O doutor Leite, ao dobrar a rua do Menino de Deus, viu o padre Gervásio que conversava com uma beata magra que ainda tinha a mantilha escura sobre a cabeça, como num confessionário. Estava com o pé sobre o banco da avenida e no rosto visíveis sinais de enfado. Cumprimentou-o de longe com um aceno de cabeça e andou rápido.
Ao subir os batentes altos da casa de Judite, olhou discretamente a rua do Santo Antônio. A esta hora de almoço, o suor descia-lhe a testa. Não havia ninguém na rua. Abriu a porta larga por dentro, puxando o ferrolho. Judite, sentada à maquina, levantou os olhos e saudou:
“Ó doutor. Pensei que o senhor não viesse!”
Ele, embrulho na mão, encaminhou-se pra ela, sem dizer uma palavra.
“Que é isto, dr. Leite?”
Mas este “que é isso” era dito com malícia, só entrega. Suas ventas largas ofegavam como se ela pedisse maior arroubo. E o doutor Leite a ia empurrando para dentro do quarto, ao mesmo tempo em que a beijava na nuca e mergulhava as mãos em sua blusa apertando-lhe os peitos. Logo lhe desabotoava a roupa e era com dificuldade que lhe retirava do corpete o amplo seio, cuja ponta se expandia num moreno tendente para o azeitonado. E ali, de pé, ao lado da cama, o doutor Leite a beijava e a sugava, enquanto Judite respirava fundo, ruidosamente, quase roncando, o corpo todo sacudindo-se de desejo e pedindo: “Não quer deitar, doutor?” O embrulho da fazenda caíra ao chão e o doutor Leite beijava, chupava, mordia o bico do peito direito de Judite, abraçando-a pelas costas, enquanto o membro rijo lhe pressionava as nádegas amplas, já lhe molhando a calça.

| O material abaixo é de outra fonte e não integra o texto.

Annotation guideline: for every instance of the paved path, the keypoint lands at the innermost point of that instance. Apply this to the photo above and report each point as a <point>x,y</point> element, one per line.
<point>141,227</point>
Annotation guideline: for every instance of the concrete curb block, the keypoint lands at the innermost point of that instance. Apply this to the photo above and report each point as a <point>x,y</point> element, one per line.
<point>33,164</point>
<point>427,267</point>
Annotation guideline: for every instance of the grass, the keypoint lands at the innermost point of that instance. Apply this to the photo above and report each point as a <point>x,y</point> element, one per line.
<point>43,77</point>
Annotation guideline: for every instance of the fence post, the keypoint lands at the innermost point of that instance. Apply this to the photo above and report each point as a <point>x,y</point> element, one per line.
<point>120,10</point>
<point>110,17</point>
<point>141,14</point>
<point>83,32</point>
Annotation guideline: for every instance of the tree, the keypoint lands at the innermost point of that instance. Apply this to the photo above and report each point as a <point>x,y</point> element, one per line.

Ela insistia: “Vamos para a cama, doutor, é melhor”.
No instante em que, ainda com a boca sobre o peito de Judite, o doutor Leite, desastradamente, tentava desabotoar a braguilha, ouviu o rangido da porta e o Crisantino a chamar:
“Dr. Leite, dr. Leite !”
Ele se voltou de súbito, desarmado, trêmulo, frustrado, deixando o quarto.
Crisantino, implacável, prosseguia:
“Veio experimentar camisas? Porque eu encontrei padre Gervásio descendo a Senador Paula e logo vi que o senhor não podia ter ido à casa dele.”